Au moment où le cinéma documentaire connaît une expansion jamais encore envisagée, au moment où il conquiert de nouveaux espaces, chacun pense à protéger ce qu’il a réussi à mettre en place plutôt que de continuer à le défendre. On ne peut pas déclarer que, puisque la télévision formate, il faut aller en salles. Puisque la télévision formate, il faut combattre le formatage de la télévision à la télévision.

Comme le cinéma documentaire a de plus en plus de succès, en heure de grande écoute sur un certain type d’œuvres, le combat est de maintenir la diversité sur tous les écrans et pas seulement aux heures de grande écoute. C’est là un combat qui peut alors rejaillir sur l’ensemble de la production. Ce qui est en jeu aujourd’hui c’est bien plus la diversité que le nombre de productions.

Il faut chercher à imposer un réalisateur plutôt qu’un sujet. C’est un travail de fond et de longue haleine. Il doit y avoir une volonté stratégique d’affranchir les projets des sujets, qui sont le critère numéro un de la télévision.

Pour créer et développer un public et des habitudes de voir du documentaire en salles pourquoi, lorsqu’un film a un potentiel de sortie en salles, doit-on prioritairement le présenter à la télévision. Pourquoi la télévision exige-t-elle cette primeur? Imaginons ce qui arriverait si on appliquait à une sortie salles les budgets parfois importants appliqués à la sortie télévision. C’est souvent dans la durée de vie d’un film que se créent les habitudes de fréquentation. La salle de l’ONF Centre-ville devrait servir à de telles expériences qui pourraient à la longue créer cette continuité que tout le monde appelle.

Les contrats avec la télévision devraient comporter une clause qui autorise la présentation d’un film en salles. Que les sorties télé de films documentaires ne soient pas trop rapprochées de leur sortie en salles. On se demande pourquoi les télédiffuseurs exigent maintenant les droits du marché éducatif.

Au Brésil le documentaire est considéré comme un film de cinéma au même titre que la fiction. Les nouvelles chaînes d’exploitation, spécialisées et situées dans des multiplex, ont encouragé le développement d’un support et d’une adhésion de la presse pour le cinéma brésilien dans son ensemble. Toutefois il y a un manque flagrant d’aide de l’État pour la production et il y a absence de continuité pour les aides et pour les expériences.

Le nerf de la guerre dans ce débat c’est qu’il faut en arriver à une concertation entre les télévisions, les distributeurs et les exploitants.
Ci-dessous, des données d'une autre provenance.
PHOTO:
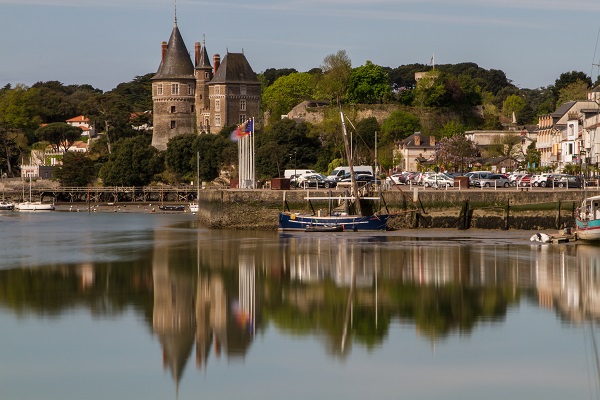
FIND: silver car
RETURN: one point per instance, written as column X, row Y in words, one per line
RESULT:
column 494, row 180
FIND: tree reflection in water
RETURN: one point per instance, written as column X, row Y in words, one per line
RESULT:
column 220, row 289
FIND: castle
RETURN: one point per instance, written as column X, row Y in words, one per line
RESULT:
column 200, row 98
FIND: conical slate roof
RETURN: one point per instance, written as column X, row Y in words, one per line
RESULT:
column 204, row 61
column 235, row 69
column 176, row 63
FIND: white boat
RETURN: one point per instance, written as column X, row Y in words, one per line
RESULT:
column 34, row 206
column 587, row 219
column 5, row 206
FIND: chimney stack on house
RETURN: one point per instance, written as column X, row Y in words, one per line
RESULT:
column 196, row 54
column 164, row 50
column 216, row 63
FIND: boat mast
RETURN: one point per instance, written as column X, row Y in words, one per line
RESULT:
column 351, row 165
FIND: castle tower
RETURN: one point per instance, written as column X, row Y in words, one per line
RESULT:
column 204, row 74
column 173, row 92
column 234, row 92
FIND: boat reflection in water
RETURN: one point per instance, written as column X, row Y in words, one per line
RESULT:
column 210, row 297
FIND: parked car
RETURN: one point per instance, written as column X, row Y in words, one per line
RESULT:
column 362, row 179
column 568, row 181
column 438, row 180
column 493, row 180
column 523, row 181
column 474, row 176
column 540, row 179
column 316, row 181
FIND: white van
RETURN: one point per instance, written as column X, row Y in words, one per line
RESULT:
column 288, row 173
column 339, row 172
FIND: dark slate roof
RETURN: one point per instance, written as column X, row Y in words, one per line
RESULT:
column 177, row 62
column 235, row 69
column 410, row 141
column 563, row 109
column 204, row 59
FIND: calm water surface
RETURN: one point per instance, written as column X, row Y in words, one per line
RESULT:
column 150, row 306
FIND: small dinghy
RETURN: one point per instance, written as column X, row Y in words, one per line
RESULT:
column 541, row 238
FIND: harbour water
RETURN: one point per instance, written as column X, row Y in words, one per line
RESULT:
column 151, row 306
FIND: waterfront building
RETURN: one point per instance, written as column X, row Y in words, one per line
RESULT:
column 197, row 97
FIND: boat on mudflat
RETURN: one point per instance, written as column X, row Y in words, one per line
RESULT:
column 334, row 223
column 5, row 206
column 34, row 206
column 587, row 219
column 172, row 207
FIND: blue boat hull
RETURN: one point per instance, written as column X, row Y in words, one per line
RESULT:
column 588, row 229
column 295, row 222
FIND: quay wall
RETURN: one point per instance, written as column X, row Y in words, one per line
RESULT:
column 473, row 208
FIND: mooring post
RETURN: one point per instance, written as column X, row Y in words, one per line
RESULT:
column 507, row 224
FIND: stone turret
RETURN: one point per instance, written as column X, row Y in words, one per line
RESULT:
column 173, row 92
column 204, row 74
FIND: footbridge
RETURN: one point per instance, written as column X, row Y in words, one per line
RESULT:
column 117, row 194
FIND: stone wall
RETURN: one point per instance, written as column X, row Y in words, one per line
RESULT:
column 258, row 209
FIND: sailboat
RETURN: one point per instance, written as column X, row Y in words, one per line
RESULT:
column 336, row 221
column 195, row 206
column 33, row 205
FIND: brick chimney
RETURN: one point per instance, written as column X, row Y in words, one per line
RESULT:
column 164, row 47
column 216, row 63
column 196, row 53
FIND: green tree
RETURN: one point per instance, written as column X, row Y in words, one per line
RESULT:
column 368, row 84
column 111, row 112
column 134, row 162
column 507, row 145
column 137, row 93
column 60, row 135
column 577, row 90
column 298, row 148
column 17, row 118
column 456, row 152
column 77, row 170
column 399, row 125
column 216, row 153
column 336, row 73
column 180, row 155
column 286, row 92
column 513, row 104
column 452, row 128
column 568, row 78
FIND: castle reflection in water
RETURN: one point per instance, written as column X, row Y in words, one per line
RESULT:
column 209, row 299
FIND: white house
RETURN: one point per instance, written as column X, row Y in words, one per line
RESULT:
column 83, row 123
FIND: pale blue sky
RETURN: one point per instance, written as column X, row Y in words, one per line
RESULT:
column 106, row 42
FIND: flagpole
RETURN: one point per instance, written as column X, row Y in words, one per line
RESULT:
column 253, row 157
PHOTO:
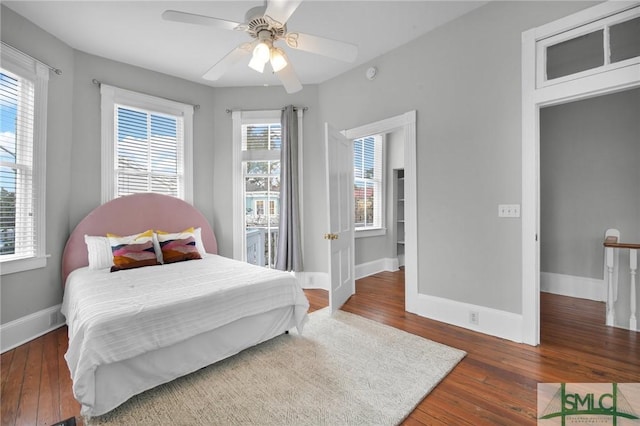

Gonfler un film en 35mm pour le présenter en salles représente une somme d’au moins 40 000$. Il faut donc prioritairement qu’en amont, c’est-à-dire dès la conception du film, l’œuvre soit conçue comme du cinéma, pas de la télé.

Tant que la télévision aura la priorité et l’exclusivité sur la sortie des documentaires, le marché sera handicapé. Il faut établir une concertation entre les télédiffuseurs et les distributeurs pour changer cette situation. Il a été suggéré que l’Observatoire organise une rencontre entre les distributeurs, les exploitants et les télédiffuseurs pour harmoniser les besoins et les règles de chacun face aux institutions.

Si on libérait les télévisions de cette obligation de présenter les œuvres aux heures de grande écoute et qu’on pouvait quand même obtenir des licences qui déclencheraient un financement, on pourrait respecter l’œuvre. La levée de cette obligation permettrait de financer l’œuvre tout en respectant sa forme et son contenu.

Pourquoi les télédiffuseurs s’autorisent-ils à exiger une version abrégée d’un long-métrage documentaire alors qu’ils n’oseraient jamais réclamer une version abrégée d’un long-métrage de fiction?

On pourrait mettre en place un système d’aide à la diffusion en salles des films documentaires. Les sorties en salles [en Suisse] sont rétribuées au nombre de spectateurs. On accorde une part d’aide pour chaque 10$ de box-office, part qui doit être réinvestie dans une nouvelle production.

Selon AlexFilms, sur l’ensemble des recettes pour tous les titres à l’affiche, le cinéma documentaire d’auteur représente moins de 1% des recettes, incluant les films étrangers. C’est une réalité dont il faut prendre la mesure… pas pour se décourager…mais précisément pour se situer sur un autre terrain.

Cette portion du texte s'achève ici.